Bluefield State spotlights nursing pathway for McDowell students
Bluefield State showed McDowell Technical Education Center students a one-year LPN-to-RN path on National Nurses Day. West Virginia says it faces a 19% shortage of registered nurses.

Students from McDowell Technical Education Center got a close look at a shorter road into nursing when Bluefield State University brought them to its Mercer County campus on May 6. The visit, timed with National Nurses Day, was designed to show McDowell students how practical nursing training can lead to a registered nursing career without forcing them to leave the southern coalfields.
The event was coordinated by Kelli Sarver, a Bluefield State professor of nursing, and centered on the university’s accelerated LPN-to-RN route. Bluefield State says qualifying licensed practical nurses can finish the RN nursing courses in one calendar year after a 10-week summer transition course. The university’s nursing mission is built around preparing graduate nurses for professional practice and NCLEX-RN success, making the pathway more than a classroom bridge; it is a direct route from technical education to licensure.

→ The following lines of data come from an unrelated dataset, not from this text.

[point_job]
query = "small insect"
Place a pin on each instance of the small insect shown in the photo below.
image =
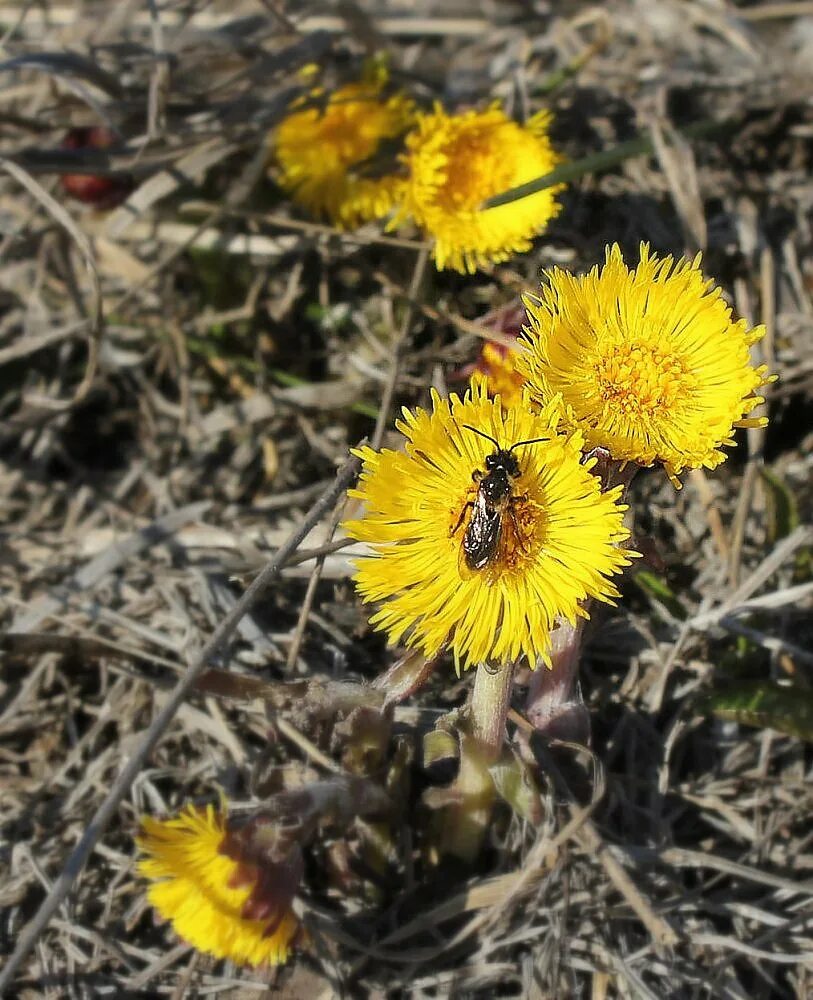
(495, 499)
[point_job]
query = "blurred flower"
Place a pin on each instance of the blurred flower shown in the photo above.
(326, 150)
(225, 906)
(556, 546)
(455, 163)
(496, 361)
(498, 364)
(102, 192)
(648, 362)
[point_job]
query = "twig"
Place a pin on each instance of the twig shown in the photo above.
(595, 163)
(392, 377)
(73, 866)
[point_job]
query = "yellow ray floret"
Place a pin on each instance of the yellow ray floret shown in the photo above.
(558, 541)
(205, 894)
(457, 162)
(648, 361)
(326, 151)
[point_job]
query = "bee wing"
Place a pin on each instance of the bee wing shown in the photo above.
(482, 534)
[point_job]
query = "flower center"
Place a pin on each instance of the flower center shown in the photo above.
(640, 379)
(474, 170)
(521, 526)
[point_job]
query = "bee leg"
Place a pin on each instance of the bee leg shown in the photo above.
(460, 519)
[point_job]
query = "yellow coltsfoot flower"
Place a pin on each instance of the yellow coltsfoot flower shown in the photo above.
(648, 362)
(446, 573)
(326, 149)
(224, 907)
(457, 162)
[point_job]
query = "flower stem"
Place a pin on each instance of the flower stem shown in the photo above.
(466, 821)
(489, 705)
(554, 705)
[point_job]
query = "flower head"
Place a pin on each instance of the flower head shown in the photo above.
(326, 147)
(648, 361)
(226, 907)
(555, 545)
(457, 162)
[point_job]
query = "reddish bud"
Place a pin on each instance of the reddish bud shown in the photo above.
(94, 189)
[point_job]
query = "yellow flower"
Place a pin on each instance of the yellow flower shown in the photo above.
(325, 150)
(556, 546)
(649, 363)
(457, 162)
(226, 908)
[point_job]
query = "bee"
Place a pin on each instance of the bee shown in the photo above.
(495, 500)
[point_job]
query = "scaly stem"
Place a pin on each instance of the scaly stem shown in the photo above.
(554, 704)
(466, 821)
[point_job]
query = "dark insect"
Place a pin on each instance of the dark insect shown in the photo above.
(495, 499)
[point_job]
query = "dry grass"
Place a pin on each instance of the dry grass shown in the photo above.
(180, 379)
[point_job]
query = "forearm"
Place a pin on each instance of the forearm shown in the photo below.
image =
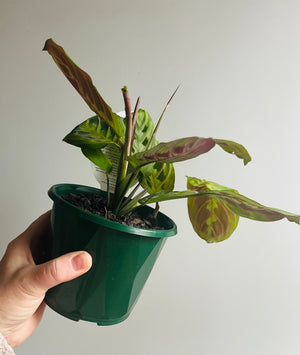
(5, 349)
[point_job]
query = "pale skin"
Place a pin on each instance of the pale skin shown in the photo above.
(23, 284)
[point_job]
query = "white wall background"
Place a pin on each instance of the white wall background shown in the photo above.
(238, 62)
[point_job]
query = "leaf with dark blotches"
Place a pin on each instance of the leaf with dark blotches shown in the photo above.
(211, 218)
(174, 151)
(234, 148)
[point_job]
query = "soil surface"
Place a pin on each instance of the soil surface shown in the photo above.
(96, 204)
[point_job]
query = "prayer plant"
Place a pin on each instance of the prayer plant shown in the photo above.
(145, 172)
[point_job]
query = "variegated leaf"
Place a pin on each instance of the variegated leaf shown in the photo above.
(234, 148)
(174, 151)
(92, 134)
(211, 218)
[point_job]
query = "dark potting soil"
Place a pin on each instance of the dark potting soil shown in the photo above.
(96, 204)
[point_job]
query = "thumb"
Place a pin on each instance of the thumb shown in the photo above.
(64, 268)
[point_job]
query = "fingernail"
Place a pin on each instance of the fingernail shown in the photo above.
(79, 262)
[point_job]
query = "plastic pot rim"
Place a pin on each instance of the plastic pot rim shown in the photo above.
(58, 190)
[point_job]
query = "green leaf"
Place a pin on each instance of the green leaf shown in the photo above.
(98, 158)
(241, 205)
(82, 82)
(174, 151)
(166, 196)
(234, 148)
(251, 209)
(143, 132)
(92, 134)
(211, 218)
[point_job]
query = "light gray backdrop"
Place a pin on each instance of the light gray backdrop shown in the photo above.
(238, 64)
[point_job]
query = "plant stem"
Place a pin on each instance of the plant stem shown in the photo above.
(161, 116)
(134, 118)
(155, 213)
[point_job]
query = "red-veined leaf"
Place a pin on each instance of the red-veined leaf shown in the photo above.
(234, 148)
(174, 151)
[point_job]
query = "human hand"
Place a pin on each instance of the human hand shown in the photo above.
(23, 284)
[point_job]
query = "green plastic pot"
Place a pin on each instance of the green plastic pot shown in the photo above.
(123, 258)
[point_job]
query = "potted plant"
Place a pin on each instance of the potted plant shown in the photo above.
(137, 170)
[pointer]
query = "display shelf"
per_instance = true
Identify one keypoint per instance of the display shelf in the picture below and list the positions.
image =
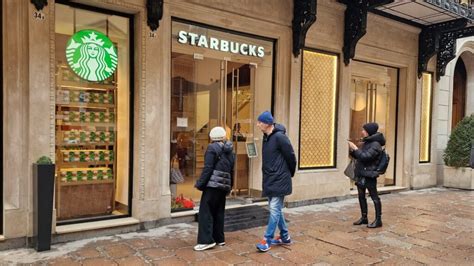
(86, 182)
(85, 164)
(85, 144)
(86, 125)
(87, 105)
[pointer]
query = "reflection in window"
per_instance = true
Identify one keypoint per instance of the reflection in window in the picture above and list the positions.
(318, 110)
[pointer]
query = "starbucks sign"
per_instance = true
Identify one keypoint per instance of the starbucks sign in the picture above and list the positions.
(91, 55)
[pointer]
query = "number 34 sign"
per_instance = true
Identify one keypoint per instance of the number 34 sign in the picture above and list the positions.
(38, 15)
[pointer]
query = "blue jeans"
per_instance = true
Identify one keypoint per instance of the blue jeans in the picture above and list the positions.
(276, 218)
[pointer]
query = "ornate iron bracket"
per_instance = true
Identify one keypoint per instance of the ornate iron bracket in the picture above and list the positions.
(428, 41)
(355, 23)
(39, 4)
(304, 15)
(447, 52)
(451, 6)
(154, 10)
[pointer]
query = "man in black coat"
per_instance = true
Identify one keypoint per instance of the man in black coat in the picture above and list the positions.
(278, 166)
(367, 160)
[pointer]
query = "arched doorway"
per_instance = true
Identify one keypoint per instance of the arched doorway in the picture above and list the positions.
(459, 93)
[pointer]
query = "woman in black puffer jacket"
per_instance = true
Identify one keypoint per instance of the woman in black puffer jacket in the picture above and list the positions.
(215, 182)
(367, 160)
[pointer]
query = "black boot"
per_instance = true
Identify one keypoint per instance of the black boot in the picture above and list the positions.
(363, 220)
(378, 215)
(376, 223)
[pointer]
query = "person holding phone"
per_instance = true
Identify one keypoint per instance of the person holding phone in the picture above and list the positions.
(367, 158)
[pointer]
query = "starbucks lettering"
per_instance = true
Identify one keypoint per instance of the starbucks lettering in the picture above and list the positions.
(220, 45)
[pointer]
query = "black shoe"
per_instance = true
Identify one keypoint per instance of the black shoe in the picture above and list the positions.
(362, 220)
(376, 223)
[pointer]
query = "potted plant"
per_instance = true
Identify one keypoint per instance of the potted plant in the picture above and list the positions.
(43, 189)
(457, 156)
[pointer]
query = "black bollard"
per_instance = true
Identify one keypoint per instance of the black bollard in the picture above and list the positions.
(43, 189)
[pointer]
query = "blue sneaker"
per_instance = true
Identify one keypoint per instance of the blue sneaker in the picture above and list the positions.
(264, 246)
(281, 241)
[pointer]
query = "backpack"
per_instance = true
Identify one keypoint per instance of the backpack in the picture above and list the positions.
(383, 162)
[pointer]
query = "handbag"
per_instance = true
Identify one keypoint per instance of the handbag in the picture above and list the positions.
(350, 170)
(176, 177)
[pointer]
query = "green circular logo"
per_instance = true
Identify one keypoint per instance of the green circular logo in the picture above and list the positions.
(91, 55)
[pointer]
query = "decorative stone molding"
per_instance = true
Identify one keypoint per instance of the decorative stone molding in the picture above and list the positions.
(304, 15)
(154, 9)
(448, 51)
(428, 42)
(355, 23)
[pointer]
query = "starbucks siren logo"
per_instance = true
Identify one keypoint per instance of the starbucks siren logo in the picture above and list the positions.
(91, 55)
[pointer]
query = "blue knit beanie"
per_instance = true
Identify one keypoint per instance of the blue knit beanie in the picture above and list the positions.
(371, 128)
(266, 118)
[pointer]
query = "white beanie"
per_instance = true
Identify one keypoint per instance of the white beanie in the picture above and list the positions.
(217, 133)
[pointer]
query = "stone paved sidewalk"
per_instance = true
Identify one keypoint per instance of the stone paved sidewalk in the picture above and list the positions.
(431, 226)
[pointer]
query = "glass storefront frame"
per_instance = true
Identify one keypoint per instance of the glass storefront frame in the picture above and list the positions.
(392, 153)
(1, 114)
(130, 84)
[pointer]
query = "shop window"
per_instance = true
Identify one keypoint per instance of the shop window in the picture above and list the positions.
(318, 110)
(425, 123)
(93, 114)
(373, 98)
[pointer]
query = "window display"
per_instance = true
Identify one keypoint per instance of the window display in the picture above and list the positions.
(92, 114)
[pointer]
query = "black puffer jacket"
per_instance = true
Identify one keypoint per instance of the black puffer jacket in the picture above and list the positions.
(278, 163)
(218, 169)
(368, 156)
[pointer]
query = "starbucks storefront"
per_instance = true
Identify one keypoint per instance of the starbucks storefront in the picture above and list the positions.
(218, 78)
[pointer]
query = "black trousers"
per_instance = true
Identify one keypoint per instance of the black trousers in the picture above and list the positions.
(371, 185)
(211, 216)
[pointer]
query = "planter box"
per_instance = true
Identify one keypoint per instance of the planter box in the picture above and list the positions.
(462, 177)
(85, 200)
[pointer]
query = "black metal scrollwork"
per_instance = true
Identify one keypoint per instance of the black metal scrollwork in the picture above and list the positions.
(429, 41)
(39, 4)
(355, 23)
(447, 52)
(154, 10)
(304, 15)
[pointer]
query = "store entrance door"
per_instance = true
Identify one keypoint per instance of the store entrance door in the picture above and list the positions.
(209, 92)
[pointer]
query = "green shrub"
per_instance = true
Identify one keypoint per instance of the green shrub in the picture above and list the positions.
(458, 150)
(44, 160)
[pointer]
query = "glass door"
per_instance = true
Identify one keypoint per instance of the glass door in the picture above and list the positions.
(208, 92)
(373, 99)
(239, 117)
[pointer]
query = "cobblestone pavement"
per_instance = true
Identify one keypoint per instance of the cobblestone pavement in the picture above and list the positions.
(431, 226)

That matters in McDowell County, where workforce shortages continue to hit health care and related support jobs. A West Virginia University report says the state faces a projected 14% shortage of physicians and a 19% shortage of registered nurses, while the West Virginia Hospital Association has said staffing shortages remain tied to an aging workforce and continue to affect access to care. For students weighing whether to stay close to home, those numbers point to opportunity in local hospitals, clinics and long-term care settings that need more licensed staff.
Bluefield State also used the visit to underline its own momentum. The university reported 7.8% overall enrollment growth, 9.5% full-time equivalent enrollment growth and a 37% increase in first-time freshman enrollment. Its fall 2025 headcount reached 1,442 students, the highest in a decade. That growth gives the school more weight as a regional workforce pipeline, and Bluefield State said the McDowell visit reflected a growing partnership with county schools.

For McDowell families, the practical takeaway is clear: a student can begin at the technical school level, move into Bluefield State’s nursing track and, with the right credentials, work toward an RN license without breaking community ties. In a county where keeping young people close to home often depends on the next job, that makes the nursing pathway an economic development story as much as an education one.